Well, it is sort of your problem when you are demonstrably wrong. You are confusing the idea of a dedicated role as spokesperson, with the the fact that whoever speaks on behalf of a company is correctly described as the spokesperson in that instance. I will bet that CDPR has no-one whose role and job description is simply "spokesperson". Hardly any company would have. Whoever speaks on a given occasion, be it a PR manager or senior figure, is acting as spokesperson. In any case, I had no intention of trying to minimise the statement by calling him spokesperson. That serves no purpose to my argument, which is rejecting the idea that a statement by the company at large is a guarantee against future business decisions, and it really is just a matter of semantics.
I do understand the point you are trying to argue. But I disagree. When the co-founder and CEO states "It's my personal horror to become a faceless behemoth of game development or publishing or what not," he added. "As long as I am here I will be fighting for this not to happen.", he's pretty clearly saying in colloquial English that this would only happen over his dead body.
You choose to ignore the CEO and co-founder's emphatic statements in favor of your own arguments. I don't believe most reasonable people or most business analysts, would ignore these statements.
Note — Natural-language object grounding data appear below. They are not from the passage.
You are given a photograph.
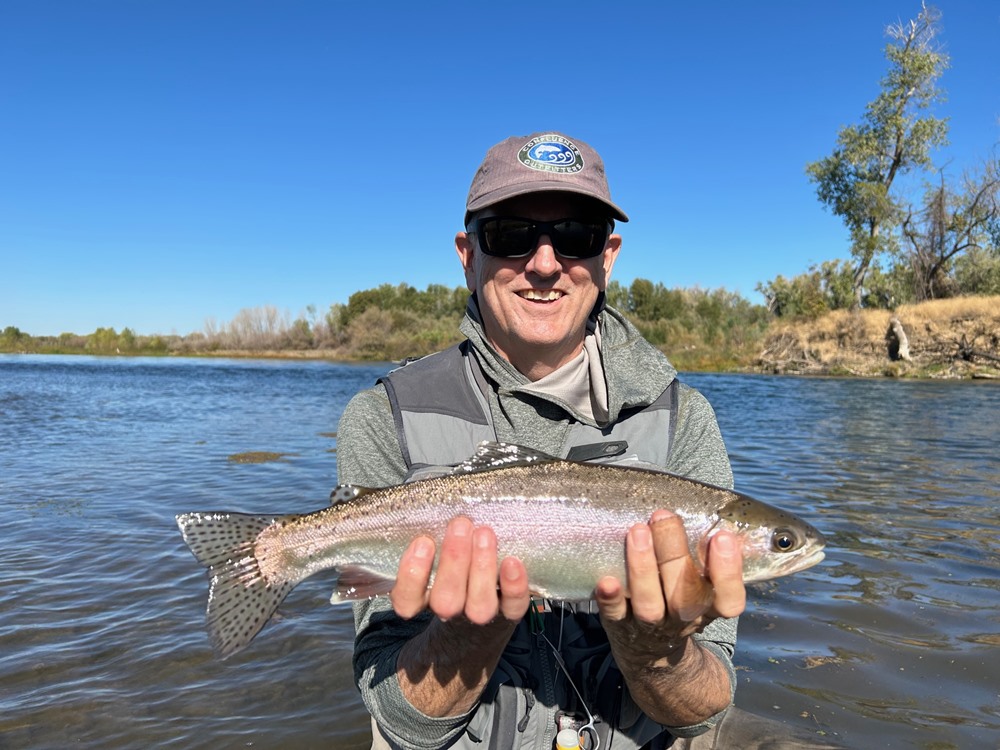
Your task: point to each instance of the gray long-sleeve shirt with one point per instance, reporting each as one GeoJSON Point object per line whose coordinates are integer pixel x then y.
{"type": "Point", "coordinates": [369, 455]}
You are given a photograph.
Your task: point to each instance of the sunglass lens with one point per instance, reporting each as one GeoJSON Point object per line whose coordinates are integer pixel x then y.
{"type": "Point", "coordinates": [516, 238]}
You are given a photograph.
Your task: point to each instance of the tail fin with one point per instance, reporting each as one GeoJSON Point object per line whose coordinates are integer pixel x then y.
{"type": "Point", "coordinates": [241, 598]}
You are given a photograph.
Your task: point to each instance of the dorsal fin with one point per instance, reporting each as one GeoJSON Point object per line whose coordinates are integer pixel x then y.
{"type": "Point", "coordinates": [344, 492]}
{"type": "Point", "coordinates": [492, 455]}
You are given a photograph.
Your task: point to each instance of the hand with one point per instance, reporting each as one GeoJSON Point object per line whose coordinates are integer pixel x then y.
{"type": "Point", "coordinates": [466, 582]}
{"type": "Point", "coordinates": [669, 599]}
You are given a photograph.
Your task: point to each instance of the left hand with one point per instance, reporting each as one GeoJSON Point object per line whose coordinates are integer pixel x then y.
{"type": "Point", "coordinates": [669, 599]}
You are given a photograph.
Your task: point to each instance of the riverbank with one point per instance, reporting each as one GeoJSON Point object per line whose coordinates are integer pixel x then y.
{"type": "Point", "coordinates": [951, 338]}
{"type": "Point", "coordinates": [954, 338]}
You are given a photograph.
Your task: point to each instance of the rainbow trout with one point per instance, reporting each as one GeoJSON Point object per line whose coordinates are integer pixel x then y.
{"type": "Point", "coordinates": [565, 520]}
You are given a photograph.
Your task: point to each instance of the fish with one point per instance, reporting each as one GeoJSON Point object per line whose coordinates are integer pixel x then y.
{"type": "Point", "coordinates": [566, 521]}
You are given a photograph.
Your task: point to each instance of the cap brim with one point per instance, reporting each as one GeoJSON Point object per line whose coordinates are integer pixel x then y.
{"type": "Point", "coordinates": [539, 186]}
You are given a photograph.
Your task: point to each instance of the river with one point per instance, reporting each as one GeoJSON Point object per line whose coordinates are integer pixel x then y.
{"type": "Point", "coordinates": [891, 642]}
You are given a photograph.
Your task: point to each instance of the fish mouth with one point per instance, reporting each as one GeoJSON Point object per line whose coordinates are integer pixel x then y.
{"type": "Point", "coordinates": [801, 563]}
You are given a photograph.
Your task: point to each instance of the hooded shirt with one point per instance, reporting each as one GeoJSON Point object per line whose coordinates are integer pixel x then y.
{"type": "Point", "coordinates": [617, 371]}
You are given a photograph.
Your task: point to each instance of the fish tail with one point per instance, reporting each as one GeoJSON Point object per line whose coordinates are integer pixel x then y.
{"type": "Point", "coordinates": [241, 596]}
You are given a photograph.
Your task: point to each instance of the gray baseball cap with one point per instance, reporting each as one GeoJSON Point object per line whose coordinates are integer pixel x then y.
{"type": "Point", "coordinates": [536, 163]}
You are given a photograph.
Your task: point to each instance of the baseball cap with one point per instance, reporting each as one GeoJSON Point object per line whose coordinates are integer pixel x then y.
{"type": "Point", "coordinates": [536, 163]}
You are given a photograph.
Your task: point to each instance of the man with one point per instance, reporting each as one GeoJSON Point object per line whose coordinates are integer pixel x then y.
{"type": "Point", "coordinates": [463, 663]}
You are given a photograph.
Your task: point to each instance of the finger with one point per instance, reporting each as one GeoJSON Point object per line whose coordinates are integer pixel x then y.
{"type": "Point", "coordinates": [644, 585]}
{"type": "Point", "coordinates": [687, 593]}
{"type": "Point", "coordinates": [725, 568]}
{"type": "Point", "coordinates": [409, 594]}
{"type": "Point", "coordinates": [482, 602]}
{"type": "Point", "coordinates": [514, 594]}
{"type": "Point", "coordinates": [611, 601]}
{"type": "Point", "coordinates": [447, 597]}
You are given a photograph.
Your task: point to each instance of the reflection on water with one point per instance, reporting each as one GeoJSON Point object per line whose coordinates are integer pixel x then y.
{"type": "Point", "coordinates": [888, 643]}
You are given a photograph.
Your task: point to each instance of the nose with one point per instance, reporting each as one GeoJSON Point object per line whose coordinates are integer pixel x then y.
{"type": "Point", "coordinates": [543, 260]}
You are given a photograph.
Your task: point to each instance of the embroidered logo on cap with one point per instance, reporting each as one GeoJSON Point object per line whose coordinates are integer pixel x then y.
{"type": "Point", "coordinates": [551, 153]}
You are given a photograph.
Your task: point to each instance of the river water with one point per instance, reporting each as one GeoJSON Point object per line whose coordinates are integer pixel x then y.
{"type": "Point", "coordinates": [890, 642]}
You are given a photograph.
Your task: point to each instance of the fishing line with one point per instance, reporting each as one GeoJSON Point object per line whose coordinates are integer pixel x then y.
{"type": "Point", "coordinates": [538, 628]}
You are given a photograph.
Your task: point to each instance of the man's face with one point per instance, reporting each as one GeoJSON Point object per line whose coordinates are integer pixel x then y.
{"type": "Point", "coordinates": [535, 308]}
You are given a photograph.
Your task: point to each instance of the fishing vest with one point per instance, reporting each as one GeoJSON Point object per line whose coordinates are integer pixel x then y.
{"type": "Point", "coordinates": [441, 414]}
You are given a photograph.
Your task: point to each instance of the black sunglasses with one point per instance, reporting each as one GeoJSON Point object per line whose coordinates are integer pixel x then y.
{"type": "Point", "coordinates": [511, 237]}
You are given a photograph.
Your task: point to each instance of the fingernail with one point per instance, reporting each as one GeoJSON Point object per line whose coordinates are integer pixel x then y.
{"type": "Point", "coordinates": [725, 544]}
{"type": "Point", "coordinates": [423, 549]}
{"type": "Point", "coordinates": [641, 538]}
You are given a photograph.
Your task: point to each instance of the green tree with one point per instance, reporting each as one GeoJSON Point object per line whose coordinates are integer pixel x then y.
{"type": "Point", "coordinates": [895, 136]}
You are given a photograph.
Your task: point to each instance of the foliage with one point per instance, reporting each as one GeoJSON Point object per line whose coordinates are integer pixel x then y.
{"type": "Point", "coordinates": [698, 329]}
{"type": "Point", "coordinates": [895, 136]}
{"type": "Point", "coordinates": [951, 223]}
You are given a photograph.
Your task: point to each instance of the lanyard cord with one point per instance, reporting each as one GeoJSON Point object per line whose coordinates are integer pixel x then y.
{"type": "Point", "coordinates": [538, 628]}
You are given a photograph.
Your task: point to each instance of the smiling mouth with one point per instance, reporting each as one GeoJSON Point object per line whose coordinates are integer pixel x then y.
{"type": "Point", "coordinates": [534, 295]}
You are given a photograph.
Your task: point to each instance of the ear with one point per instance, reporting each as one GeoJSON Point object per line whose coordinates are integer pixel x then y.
{"type": "Point", "coordinates": [466, 254]}
{"type": "Point", "coordinates": [611, 251]}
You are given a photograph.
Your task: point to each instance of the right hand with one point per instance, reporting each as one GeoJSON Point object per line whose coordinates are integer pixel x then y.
{"type": "Point", "coordinates": [466, 583]}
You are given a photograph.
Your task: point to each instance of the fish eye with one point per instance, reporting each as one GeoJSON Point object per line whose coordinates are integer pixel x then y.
{"type": "Point", "coordinates": [784, 540]}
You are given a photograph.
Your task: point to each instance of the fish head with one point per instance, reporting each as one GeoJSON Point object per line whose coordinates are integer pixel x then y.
{"type": "Point", "coordinates": [775, 542]}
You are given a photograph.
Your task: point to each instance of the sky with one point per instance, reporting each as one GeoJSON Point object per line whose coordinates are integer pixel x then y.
{"type": "Point", "coordinates": [165, 164]}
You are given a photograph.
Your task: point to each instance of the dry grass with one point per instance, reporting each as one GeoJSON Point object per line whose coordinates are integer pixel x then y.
{"type": "Point", "coordinates": [940, 332]}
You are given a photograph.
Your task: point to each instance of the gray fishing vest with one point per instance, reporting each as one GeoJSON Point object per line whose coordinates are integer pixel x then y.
{"type": "Point", "coordinates": [441, 414]}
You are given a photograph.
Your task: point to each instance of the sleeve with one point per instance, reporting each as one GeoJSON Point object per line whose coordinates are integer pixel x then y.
{"type": "Point", "coordinates": [700, 453]}
{"type": "Point", "coordinates": [698, 450]}
{"type": "Point", "coordinates": [368, 455]}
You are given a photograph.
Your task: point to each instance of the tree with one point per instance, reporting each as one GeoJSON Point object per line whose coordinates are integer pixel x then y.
{"type": "Point", "coordinates": [895, 136]}
{"type": "Point", "coordinates": [951, 224]}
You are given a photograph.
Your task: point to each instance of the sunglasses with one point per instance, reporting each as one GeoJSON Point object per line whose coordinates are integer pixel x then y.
{"type": "Point", "coordinates": [510, 237]}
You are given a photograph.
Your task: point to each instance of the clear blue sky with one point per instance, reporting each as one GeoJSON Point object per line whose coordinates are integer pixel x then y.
{"type": "Point", "coordinates": [167, 162]}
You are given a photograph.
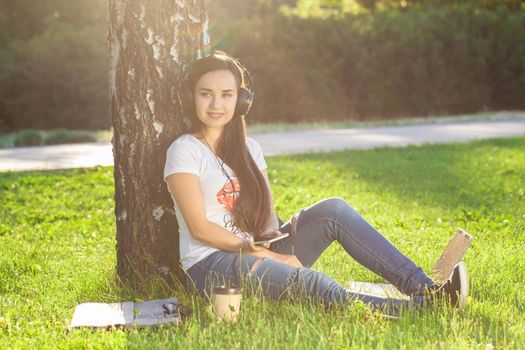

I further don't believe they would ignore the co-founder's personal history and the company history which support the co-founder's credibility.
Again though, what actual argument does this contain besides your resolution that this is an assurance against them being bought out?
With regards to whether the market, or a reasonable person, would believe the CEO's statement, I think you have to consider the extent to which they would consider it a guarantee, which is precisely what I'm getting at. What he is essentially saying is that the rumour of a current takeover by EA is false, and that he would personally be opposed to becoming "a faceless behemoth of game development". That's fine, I believe him, and I expect the market did too. But would I, or the market, take this to be a solid assurance that CDPR won't be bought out in the future? Of course not. It would be incredibly naive to think so.
Indeed, he doesn't make anything remotely close to such a guarantee. He says that while he's there, he'd fight against becoming the behemoth, which doesn't necessarily preclude a buyout at all, so long as he happens to perceive the outcome positively. He could also leave the company (which would probably involve him being bought out personally by other investors), and this could be driven by any number of scenarios. He might lose his fight (the very fact that he phrases it that way implies that possibility).
And, it's entirely possible that they could sell up, while claiming that the buyer is a wonderful "partner", that respects their independence, and definitely isn't the sort of faceless horror he'd feared, and blah, blah, blah - all the usual shite that gets talked when such buyouts occur.
All I'm saying is that a buyout is clearly a
possibility, and one I hope won't come to pass. Do you really think his statement precludes the possibility?